The Swahili house is the prevailing type of houses discovered in Tanzania, particularly in Dar es Salaam. Building skills have passed through generations due to practical fellowship. Permutation from a rustic to an urban society now forces changes in practice and constructing design. For poor people, the process of building a house is difficult, durable, and expensive. Nevertheless, a Swahili house has been an important place for rituals and an enclosure against pollution.
The fact that the selection of examples of memorial practice is by no means comprehensive and it may tempt one to believe in a universal human need for memory, for example, commemoration of significant events by modern nations, may be seen as a secular functional equivalent of practices with a religious character.
A modern example of the memorial practice is the example of Jorge Otero-Pailos. He participated in the Venice Biennale, a showy and authoritative art fair. He was not promoting a painting, a video setting, a monument, or a light exhibition. Jorge decided to clean the gothic monument’s wall with a high-tech latex solute. After this, he waited for the solute to dry and slough it off. Then, he showed the outcome as an art work with an unpremeditated aesthetic value (Raskin, 2011).
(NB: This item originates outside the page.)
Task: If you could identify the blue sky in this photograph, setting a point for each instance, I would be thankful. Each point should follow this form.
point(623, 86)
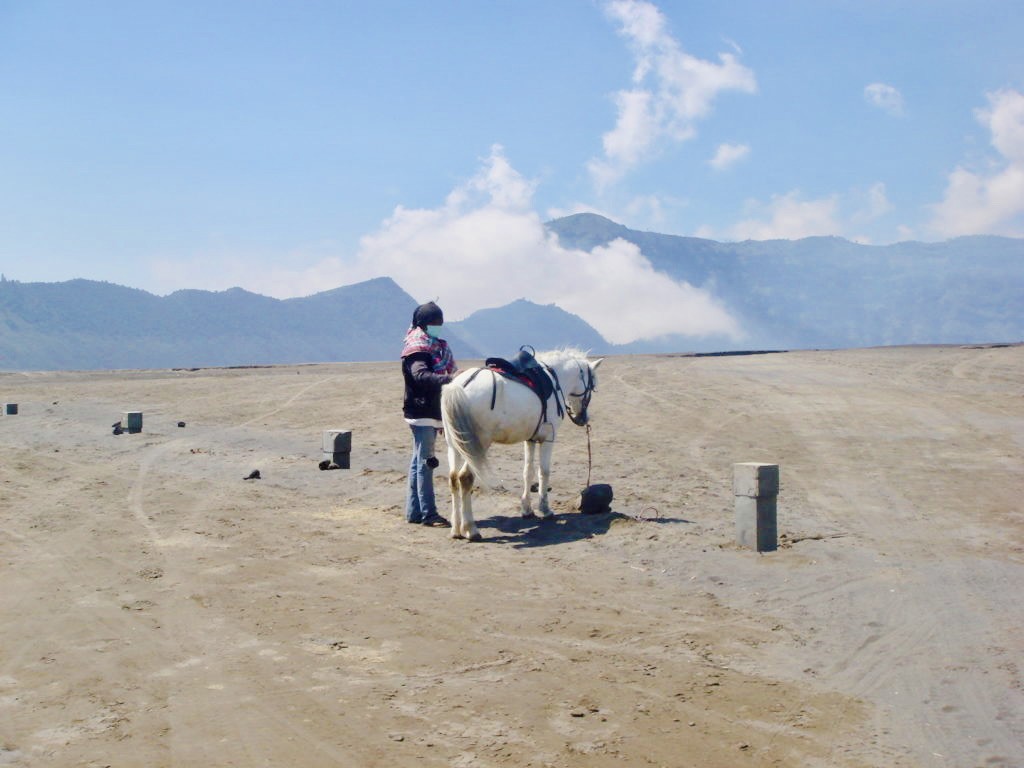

As an example of memorial practice, one can also take traditions of some village. A good example of this type is a living history museum, which is situated in Massachusetts. Its name is Plimoth Plantation. In 1969, a living village replaced the conventional static exhibits at Plimoth Plantation with a daily ongoing reenactment of the 17th-century life in the original Plimoth colony. By 1978, a personal approach was adopted: everyday village activities were performed by the staff dressed in perios costumes. The Plimoth Plantation is now inhabited, at least during museum hours, by these “residents”. The public is invited to walk through the re-created 1620s settlement and strike up neighborly conversations with whomever they wish. Actors who have thoroughly studied dossiers of individuals they portray pretend to know only the 17th-century life so that visitors must adapt to that historical perspective in order to talk with them. Residents often question visitors on their strange dialect and look askance at their “heathen” manner of dress. However, they are a friendly group and are willing to share information about their activities.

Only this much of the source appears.